Token budget management was critical for vision models. Full subsection knowledge prompts crowded out the actual image analysis. We trimmed prompts to extract only RED/YELLOW/GREEN detection rules and capped them at 2,000 characters before passing to the model.

The order confirmation loop had to be split into two stages - preview and commit - so that orders are never placed without the inspector explicitly saying yes. A dropped connection or a closed app should never result in phantom orders in the system.

Multi-image prompting required careful ordering. Inspection image last, reference images first. The model's attention focuses on the most recent content - getting this order wrong produced generic answers instead of meaningful comparisons.


Accomplishments That We're Proud Of

  • A fully hands-free inspection loop that works end to end in under 60 seconds
  • Reference image comparison that gives the model visual grounding instead of relying on pure LLM knowledge
  • A two-stage order confirmation system that respects inspector authority - the AI recommends, the human decides
  • A routing layer that solved the specific failure modes present in the provided test data
  • Voice-to-report in a single conversation with no UI interaction required

What We Learned

  • Routing matters more than model quality. The best vision model gives wrong answers with the wrong prompt. Grounding the LLM in component-specific knowledge before the image is analyzed was the difference between a demo and something that actually works.

  • Voice interfaces change the design constraints entirely. You can't show a dropdown. You can't ask the user to scroll.
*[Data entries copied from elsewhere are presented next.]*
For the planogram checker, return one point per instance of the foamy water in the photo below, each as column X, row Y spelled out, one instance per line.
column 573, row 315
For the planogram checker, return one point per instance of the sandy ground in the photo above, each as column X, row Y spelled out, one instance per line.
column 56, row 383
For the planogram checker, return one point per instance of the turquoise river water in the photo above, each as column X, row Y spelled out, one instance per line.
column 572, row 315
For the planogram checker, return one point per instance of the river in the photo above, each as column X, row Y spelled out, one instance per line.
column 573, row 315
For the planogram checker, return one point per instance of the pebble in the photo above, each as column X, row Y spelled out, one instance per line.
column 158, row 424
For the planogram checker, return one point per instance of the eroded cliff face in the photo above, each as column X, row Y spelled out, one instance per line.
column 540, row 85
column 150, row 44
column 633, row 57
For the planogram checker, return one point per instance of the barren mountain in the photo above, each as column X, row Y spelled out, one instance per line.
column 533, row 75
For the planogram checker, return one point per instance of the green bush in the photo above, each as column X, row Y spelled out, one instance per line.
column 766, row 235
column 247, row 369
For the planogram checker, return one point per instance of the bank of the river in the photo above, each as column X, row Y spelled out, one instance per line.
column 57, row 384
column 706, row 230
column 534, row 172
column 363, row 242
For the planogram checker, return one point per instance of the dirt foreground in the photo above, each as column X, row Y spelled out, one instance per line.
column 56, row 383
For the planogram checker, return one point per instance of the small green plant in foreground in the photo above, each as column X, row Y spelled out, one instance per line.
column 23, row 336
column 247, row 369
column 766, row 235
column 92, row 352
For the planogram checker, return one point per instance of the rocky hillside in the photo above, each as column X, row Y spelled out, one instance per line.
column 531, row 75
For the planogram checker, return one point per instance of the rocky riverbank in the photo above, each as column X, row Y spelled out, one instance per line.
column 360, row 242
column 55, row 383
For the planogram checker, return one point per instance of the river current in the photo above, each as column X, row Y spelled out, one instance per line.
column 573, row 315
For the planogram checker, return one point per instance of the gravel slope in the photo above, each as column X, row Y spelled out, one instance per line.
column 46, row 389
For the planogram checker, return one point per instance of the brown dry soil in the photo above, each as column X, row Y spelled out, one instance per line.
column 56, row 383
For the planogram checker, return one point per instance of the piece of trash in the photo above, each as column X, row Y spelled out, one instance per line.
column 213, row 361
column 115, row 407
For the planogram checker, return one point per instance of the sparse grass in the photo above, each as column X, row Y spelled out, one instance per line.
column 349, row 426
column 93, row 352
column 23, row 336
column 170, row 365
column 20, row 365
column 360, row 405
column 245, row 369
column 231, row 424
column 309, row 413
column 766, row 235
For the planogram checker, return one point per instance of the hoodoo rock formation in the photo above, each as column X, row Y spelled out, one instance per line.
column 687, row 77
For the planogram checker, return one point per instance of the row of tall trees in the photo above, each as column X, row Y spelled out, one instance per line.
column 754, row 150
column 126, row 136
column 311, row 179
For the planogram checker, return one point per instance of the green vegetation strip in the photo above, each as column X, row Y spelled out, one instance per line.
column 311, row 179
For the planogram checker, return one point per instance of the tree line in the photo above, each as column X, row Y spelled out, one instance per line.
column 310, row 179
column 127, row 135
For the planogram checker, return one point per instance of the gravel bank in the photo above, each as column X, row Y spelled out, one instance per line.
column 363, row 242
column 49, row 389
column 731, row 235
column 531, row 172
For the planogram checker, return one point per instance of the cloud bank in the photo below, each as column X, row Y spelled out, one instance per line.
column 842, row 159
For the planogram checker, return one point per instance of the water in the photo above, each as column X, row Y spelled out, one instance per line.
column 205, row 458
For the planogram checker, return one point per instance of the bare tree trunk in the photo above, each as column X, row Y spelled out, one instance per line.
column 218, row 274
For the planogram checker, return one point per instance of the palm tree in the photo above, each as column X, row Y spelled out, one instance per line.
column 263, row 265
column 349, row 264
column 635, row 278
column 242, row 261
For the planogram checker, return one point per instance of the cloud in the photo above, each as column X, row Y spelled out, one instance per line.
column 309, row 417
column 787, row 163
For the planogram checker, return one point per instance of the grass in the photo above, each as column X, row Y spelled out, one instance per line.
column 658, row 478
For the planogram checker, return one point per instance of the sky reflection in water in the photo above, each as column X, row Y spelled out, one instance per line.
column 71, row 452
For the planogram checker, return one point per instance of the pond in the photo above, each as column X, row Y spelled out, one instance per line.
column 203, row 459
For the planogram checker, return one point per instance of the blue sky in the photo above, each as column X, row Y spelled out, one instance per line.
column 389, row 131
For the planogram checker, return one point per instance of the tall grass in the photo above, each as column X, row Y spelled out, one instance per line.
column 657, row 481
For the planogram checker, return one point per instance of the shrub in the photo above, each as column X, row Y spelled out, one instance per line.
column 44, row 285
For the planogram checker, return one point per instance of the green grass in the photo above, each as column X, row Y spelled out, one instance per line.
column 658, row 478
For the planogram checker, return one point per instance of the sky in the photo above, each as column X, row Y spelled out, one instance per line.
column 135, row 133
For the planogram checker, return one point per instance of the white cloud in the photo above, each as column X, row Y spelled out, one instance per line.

Every interaction has to be completable in one sentence. That forces clarity in ways that screen-based design doesn't.

  • Split your pipeline at the confirmation boundary. Anything that writes to a database or places an order should require an explicit human signal. Don't assume intent from context.


What's Next for Symbiote

Predictive failure scoring - pulling inspection history per machine and projecting when a component will reach critical based on the rate of degradation. Move from reactive diagnosis to proactive prevention.

Expanded equipment support - the routing and prompt architecture is equipment-agnostic. Any machine with a parts catalog and a set of inspection categories can be onboarded.

Direct dealer integration - connecting the order cart to CAT dealer parts APIs so confirmed orders flow directly into procurement without any manual re-entry.